Kiedy poszłam na rozmowę byłam pełna nadziei. Chciałam dostać tam pracę, chociaż obawiałam się trochę co będę mogła tam robić! Świetnie czuję się w obsłudze klienta. Kontakt z ludźmi to jest to, co kocham najbardziej. Ale lubię też szkolić, uczyć innych. Tylko, że problem w tym, że nie jestem już ekspertem w swojej dziedzinie, tak jak to było w poprzednim miejscu pracy. W nowym miejscu będę nowym pracownikiem, który musi nauczyć się wszystkiego od nowa. Bardzo lubię się uczyć i wiem, że dość szybko potrafię przyswoić nowe rzeczy. Wierzę, że będę w stanie szybko stać się pracownikiem, na którego firma zasługuje i z którego jest dumna.
Na rozmowie byłam bardzo zaskoczona, ale też po półtorej godzinie rozmowy, bardzo zadowolona. Nie spodziewałam się tak dobrego odbioru. Dlaczego cały czas zaniżam swoje umiejętności i nie wierzę w siebie? Dopiero widząc reakcje ludzi uświadamiam sobie, że coś tam umiem, czegoś się nauczyłam i coś tam mi wyszło.
Macie podobnie? Zrobiłam tyle szkół, mam bogate doświadczenie zawodowe, szkolenia, a nadal myślę, że nie mam niczego ciekawego do zaoferowania. Nawet wydając książki umniejszałam sobie. Cały czas przekonywałam, że przecież każdy może napisać i wydać książkę, wystarczy mieć pieniądze. I dopiero ludzie uświadomili mi, że wcale nie! Same pieniądze nic nie zdziałają.
Teraz mam już nowe życie. Jestem zachwycona tym co zastałam w nowym miejscu pracy. Podoba mi się, że firma wykorzystuje to, co we mnie najlepsze. Robię to, co lubię, co mi się podoba.

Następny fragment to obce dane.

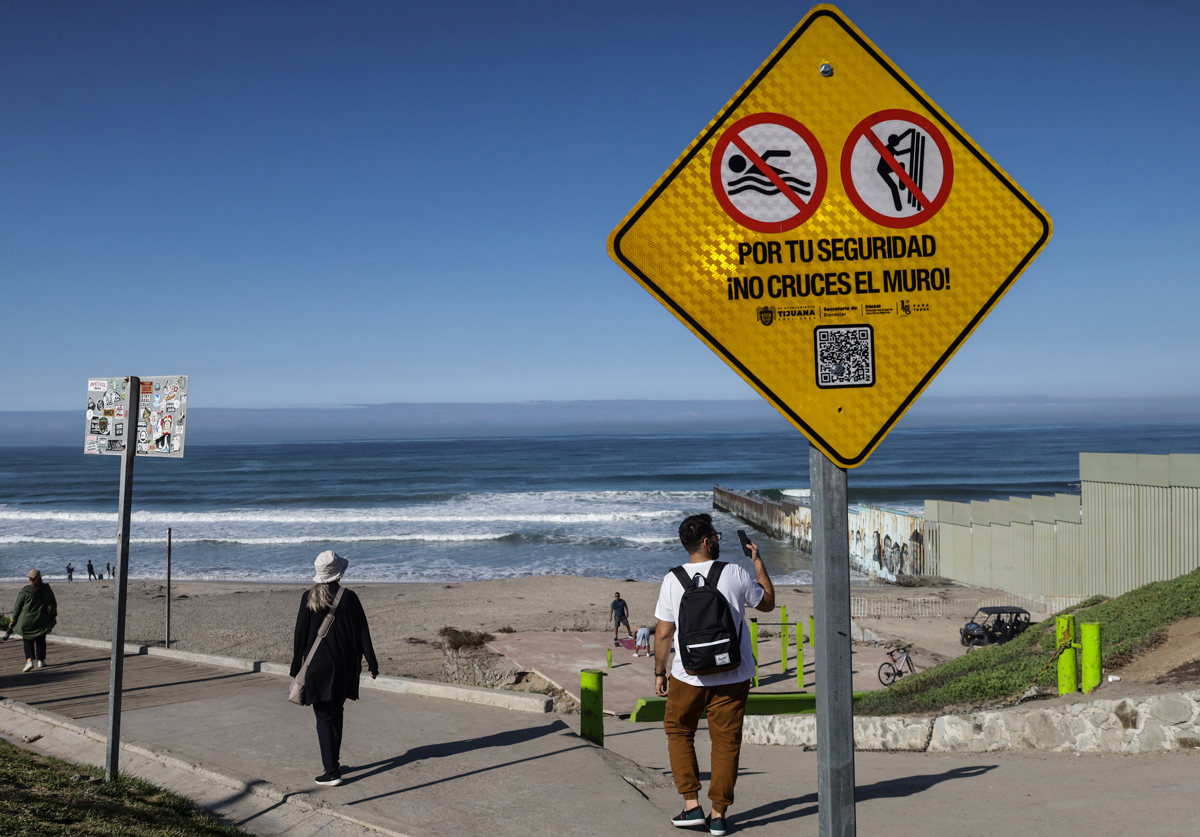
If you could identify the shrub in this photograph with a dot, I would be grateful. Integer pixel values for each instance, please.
(456, 639)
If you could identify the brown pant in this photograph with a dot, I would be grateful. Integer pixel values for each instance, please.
(726, 706)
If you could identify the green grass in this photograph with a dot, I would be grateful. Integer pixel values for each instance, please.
(41, 798)
(1129, 625)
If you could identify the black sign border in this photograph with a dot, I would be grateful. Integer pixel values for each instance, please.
(846, 462)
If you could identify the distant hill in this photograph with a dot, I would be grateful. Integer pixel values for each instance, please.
(575, 417)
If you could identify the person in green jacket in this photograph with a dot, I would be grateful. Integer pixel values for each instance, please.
(34, 615)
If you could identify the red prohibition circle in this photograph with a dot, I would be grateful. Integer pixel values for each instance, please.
(807, 208)
(847, 154)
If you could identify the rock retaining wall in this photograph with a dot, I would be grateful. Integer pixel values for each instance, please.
(1129, 726)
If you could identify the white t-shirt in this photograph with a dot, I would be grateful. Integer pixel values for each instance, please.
(739, 590)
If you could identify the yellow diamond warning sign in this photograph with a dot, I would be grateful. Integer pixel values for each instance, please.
(833, 236)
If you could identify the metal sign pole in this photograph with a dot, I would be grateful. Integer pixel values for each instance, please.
(167, 644)
(831, 601)
(124, 509)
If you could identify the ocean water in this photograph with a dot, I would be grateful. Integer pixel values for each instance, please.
(472, 509)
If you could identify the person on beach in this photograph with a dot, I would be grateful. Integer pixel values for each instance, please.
(333, 675)
(642, 642)
(618, 614)
(723, 694)
(34, 615)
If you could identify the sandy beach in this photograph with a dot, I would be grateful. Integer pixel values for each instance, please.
(255, 620)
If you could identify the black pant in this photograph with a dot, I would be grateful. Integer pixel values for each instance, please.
(329, 732)
(35, 649)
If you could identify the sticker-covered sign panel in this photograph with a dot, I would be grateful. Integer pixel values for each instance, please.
(833, 236)
(159, 428)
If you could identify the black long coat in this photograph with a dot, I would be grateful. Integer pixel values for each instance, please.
(335, 669)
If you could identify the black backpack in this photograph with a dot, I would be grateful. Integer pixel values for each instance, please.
(709, 638)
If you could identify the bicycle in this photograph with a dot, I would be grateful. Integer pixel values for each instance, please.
(894, 668)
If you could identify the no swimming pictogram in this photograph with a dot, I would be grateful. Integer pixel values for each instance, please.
(768, 173)
(893, 173)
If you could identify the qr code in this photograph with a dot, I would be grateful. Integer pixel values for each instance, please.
(845, 355)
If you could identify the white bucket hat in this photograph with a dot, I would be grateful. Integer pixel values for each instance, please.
(330, 567)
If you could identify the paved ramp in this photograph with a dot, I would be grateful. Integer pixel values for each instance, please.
(414, 765)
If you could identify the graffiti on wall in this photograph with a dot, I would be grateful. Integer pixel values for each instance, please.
(883, 542)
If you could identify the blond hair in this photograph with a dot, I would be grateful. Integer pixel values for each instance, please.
(321, 598)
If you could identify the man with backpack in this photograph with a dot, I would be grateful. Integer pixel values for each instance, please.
(701, 612)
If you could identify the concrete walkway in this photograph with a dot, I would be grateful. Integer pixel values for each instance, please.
(413, 765)
(426, 766)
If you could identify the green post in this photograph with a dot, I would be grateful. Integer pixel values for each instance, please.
(1090, 639)
(1065, 642)
(592, 711)
(799, 656)
(783, 631)
(754, 645)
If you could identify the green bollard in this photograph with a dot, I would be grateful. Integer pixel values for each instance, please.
(1090, 639)
(1065, 642)
(799, 656)
(783, 632)
(592, 711)
(754, 646)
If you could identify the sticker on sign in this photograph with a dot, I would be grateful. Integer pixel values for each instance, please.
(768, 173)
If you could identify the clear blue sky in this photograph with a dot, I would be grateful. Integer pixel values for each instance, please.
(315, 203)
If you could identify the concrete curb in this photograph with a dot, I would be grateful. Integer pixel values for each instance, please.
(517, 702)
(1161, 723)
(255, 787)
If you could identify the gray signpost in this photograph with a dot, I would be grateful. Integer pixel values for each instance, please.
(831, 604)
(124, 512)
(127, 416)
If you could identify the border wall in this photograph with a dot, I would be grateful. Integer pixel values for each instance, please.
(1135, 521)
(883, 542)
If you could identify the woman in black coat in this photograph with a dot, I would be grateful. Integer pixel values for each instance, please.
(334, 673)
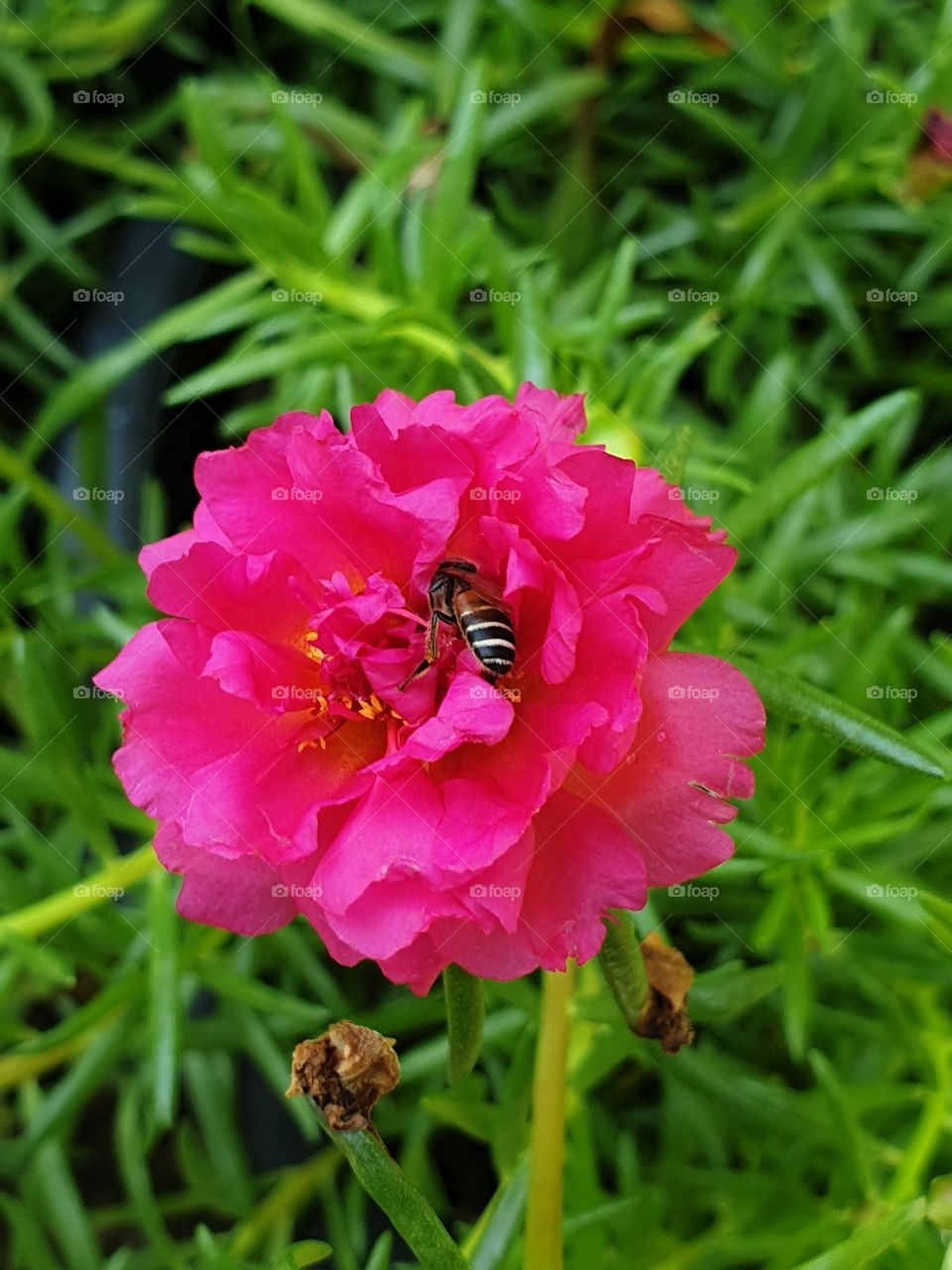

Najlepsze jest to, że poznaję moje nowe miejsce pracy, w którym mam nadzieję pracować bardzo długo. Widzę w tym miejscu ogromny potencjał. A firma widzi potencjał we mnie. Czy to nie jest idealna sytuacja? Trzymajcie kciuki, bo ja trzymam. I cały czas się szczypię czy to jest prawda. A tak bliska odległość z domu do pracy sprawia, że w ciągu minuty mogę być na miejscu. Sytuacja idealna!
A co z książkami? Będę cały czas wydawać. Czwarta część “Przyjaciółek z podwórka” o magicznych przedmiotach jest już prawie gotowa, jeszcze ilustracje, skład, druk i będzie dostępna do zakupu. A w międzyczasie dostępne będą kolorowanki i cuksy z logo książek. Wymyślam jak mogę, żeby tylko dać dzieciom to, co lubią najbardziej. Czy uda mi się wydać jeszcze wersję świąteczną “Przyjaciółek z podwórka”? Bardzo bym chciała, jednak wiele rzeczy nie zależy ode mnie. Niestety moje nadzieje związane ze spotkaniami autorskimi w szkołach, przedszkolach zostały rozwiane. Jestem na etacie, więc w ciągu dnia nie ma szans. Trudno. Wierzę jednak, że przyjdzie taki czas, kiedy będę spotykać się z moimi czytelnikami i opowiadać o wszystkich swoich pomysłach.